Code Monkey home page Code Monkey logo

Comments (15)

Dhirendramohanjha avatar Dhirendramohanjha commented on August 26, 2024

@muralimariyappan can you share sample input data

from cutie.

muralimariyappan avatar muralimariyappan commented on August 26, 2024

I used the same format as this file https://github.com/4kssoft/CUTIE/blob/master/invoice_data/Faktura1.pdf_0.json

from cutie.

SiddharthGadekar avatar SiddharthGadekar commented on August 26, 2024

Hi Murali,
Were you able to get a solution to this?
I am facing the same issue

from cutie.

muralimariyappan avatar muralimariyappan commented on August 26, 2024

No not yet

from cutie.

B34sTRider avatar B34sTRider commented on August 26, 2024

What is the input format for prediction? I used the main_evaluate_json.py to get output using the validation code. The output converts the numbers to "0's" and substrings are splitted and adds "##" to the prefix. Is is possible to get the actual text output from text_boxes key in input json?
I did change update_dict=True for evaluation and then commented the tokenization code where numbers are converted to 0's and replaced final string " ##" with "", which gives me the output somewhat. But why are we masking the data?
As suggested I updated the dict using main_dict_json.py with training data. Also updated the vocab.txt with new words.
If I change update_dict=False for evaluation I only get [UNK] for all words for both GT/INF.

@muralimariyappan Can you please tell which tokenization code you commented to stop the numbers being converted to 0 ? I am facing the similar issue too

from cutie.

Neelesh1121 avatar Neelesh1121 commented on August 26, 2024

@muralimariyappan , to avoid the numbers getting converted 0, you can comment the script which is just above the word tokenization, after commenting both word tokenization and numbers tokenization, somewhat i am getting the output but my testing accuracy is not increasing more than 0.25 and even training accuracy also becomes constant after a certain epoch with very less value around 0.5 and then it's repeating with same value for further epochs. So please can just share information about accuracy and if you are getting good accuracy, please just tell us the number of training documents?

from cutie.

vsymbol avatar vsymbol commented on August 26, 2024

What is the input format for prediction? I used the main_evaluate_json.py to get output using the validation code. The output converts the numbers to "0's" and substrings are splitted and adds "##" to the prefix. Is is possible to get the actual text output from text_boxes key in input json?
I did change update_dict=True for evaluation and then commented the tokenization code where numbers are converted to 0's and replaced final string " ##" with "", which gives me the output somewhat. But why are we masking the data?
As suggested I updated the dict using main_dict_json.py with training data. Also updated the vocab.txt with new words.
If I change update_dict=False for evaluation I only get [UNK] for all words for both GT/INF.

This is a good question.

Since numbers have almost the same meaning in receipts, we convert numbers into zeros where only the length of the numbers are counted, e.g. "1234"→"0000", "55555"→"00000". Moreover, different combinations of numbers can formulate countless number of types to learn for the model, which is difficult.

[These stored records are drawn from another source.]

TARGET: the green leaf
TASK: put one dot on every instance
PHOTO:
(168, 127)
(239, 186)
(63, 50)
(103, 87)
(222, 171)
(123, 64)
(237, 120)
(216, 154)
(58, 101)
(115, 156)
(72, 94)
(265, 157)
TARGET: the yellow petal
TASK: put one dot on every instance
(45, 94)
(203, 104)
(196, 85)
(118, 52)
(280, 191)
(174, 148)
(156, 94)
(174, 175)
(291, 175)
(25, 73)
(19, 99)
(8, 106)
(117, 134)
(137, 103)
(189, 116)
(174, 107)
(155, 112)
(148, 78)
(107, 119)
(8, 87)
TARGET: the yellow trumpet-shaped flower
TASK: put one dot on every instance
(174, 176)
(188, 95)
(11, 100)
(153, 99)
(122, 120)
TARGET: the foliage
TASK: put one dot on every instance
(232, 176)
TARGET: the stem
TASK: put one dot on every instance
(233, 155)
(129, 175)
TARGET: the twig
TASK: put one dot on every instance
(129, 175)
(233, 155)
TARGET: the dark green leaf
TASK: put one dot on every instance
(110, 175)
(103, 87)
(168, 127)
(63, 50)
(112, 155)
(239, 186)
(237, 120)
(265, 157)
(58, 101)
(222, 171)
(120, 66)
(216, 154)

All in all, the masking is to help the model focus on the most import target in our task, that is the length of the numbers.

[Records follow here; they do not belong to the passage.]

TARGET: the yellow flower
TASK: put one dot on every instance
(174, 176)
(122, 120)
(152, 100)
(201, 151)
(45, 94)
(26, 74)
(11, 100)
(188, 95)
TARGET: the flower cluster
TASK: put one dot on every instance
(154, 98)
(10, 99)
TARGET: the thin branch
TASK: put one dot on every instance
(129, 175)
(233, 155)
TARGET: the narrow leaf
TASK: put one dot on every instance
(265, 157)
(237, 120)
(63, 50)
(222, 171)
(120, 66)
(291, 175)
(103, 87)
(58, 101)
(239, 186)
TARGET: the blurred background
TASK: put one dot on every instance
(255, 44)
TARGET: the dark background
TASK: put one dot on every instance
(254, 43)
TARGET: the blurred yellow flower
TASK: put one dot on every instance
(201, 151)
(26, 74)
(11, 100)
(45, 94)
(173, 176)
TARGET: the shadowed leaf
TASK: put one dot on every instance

If your task have specific requirement to the type of the numbers but rather the length of numbers, comment the related line of code for masking the numbers to 0s.

from cutie.

Neelesh1121 avatar Neelesh1121 commented on August 26, 2024

@vsymbol I did same way, commented that section for numbers, but the issue was accuracy of the result, so please can you suggest how we can improve the accuracy of the model, i have around 500 training documents?
Thanks in Advance!

from cutie.

muralimariyappan avatar muralimariyappan commented on August 26, 2024

What is the input format for prediction? I used the main_evaluate_json.py to get output using the validation code. The output converts the numbers to "0's" and substrings are splitted and adds "##" to the prefix. Is is possible to get the actual text output from text_boxes key in input json?
I did change update_dict=True for evaluation and then commented the tokenization code where numbers are converted to 0's and replaced final string " ##" with "", which gives me the output somewhat. But why are we masking the data?
As suggested I updated the dict using main_dict_json.py with training data. Also updated the vocab.txt with new words.
If I change update_dict=False for evaluation I only get [UNK] for all words for both GT/INF.

This is a good question.

Since numbers have almost the same meaning in receipts, we convert numbers into zeros where only the length of the numbers are counted, e.g. "1234"→"0000", "55555"→"00000". Moreover, different combinations of numbers can formulate countless number of types to learn for the model, which is difficult.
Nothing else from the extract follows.